Guest-curated by Roger K. Burton, costume designer and former mod.
The media of the 1950s and early 1960s were obsessed with “rock’n’roll & out of control” juvenile delinquents. American and British filmmakers responded to this debate by producing a number of low budget teenage exploitation movies, most containing a strong moral message.
USA 1956. Dir William Morgan.
With Jean Moorhead and Barbara Weeks. 56 min. DVD.

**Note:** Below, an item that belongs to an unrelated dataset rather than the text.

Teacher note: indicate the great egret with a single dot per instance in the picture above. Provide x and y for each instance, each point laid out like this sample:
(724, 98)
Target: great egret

Set in status-conscious mid-50s Los Angeles, and from a screenplay by the one and only Edward D. Wood, Jr. (Plan 9 from Outer Space, 1959) comes a rare girl gang B-movie The Violent Years. As an act of rebellion, spoilt teenage daughter Paula becomes a thrill seeker and turns to crime together with her gang of untamed high school girlfriends. These girls might look sweet and innocent in their California sports styles of tight sweaters, pointy bras, waspy waists and sneakers but don’t let their pretty faces fool you, as they are really cold-hearted criminals, and out to do anything that’s bad.
The Boys
UK 1962. Dir Sidney J. Furie.
With Richard Todd, Dudley Sutton, Robert Morley. 123 min. DVD
The Boys readily illustrates the widespread discrimination directed at post-war youth by a conservative Britain. This gripping film centres around the media controversy that engulfed capital punishment at the time, and was one of the first British social melodramas to acknowledge the rise of teenage gangs and the resulting juvenile delinquency. The title characters are four working class teenagers, described here as “Teddy Boys,” all implicated in the murder of a night watchman. Furie makes a close study of the sartorial choices made by the boys who all sport the latest Italian slim-line style suits, made fashionable in the UK by Cecil Gee during the late 1950s, becoming a precursor to the mod style of the early 1960s.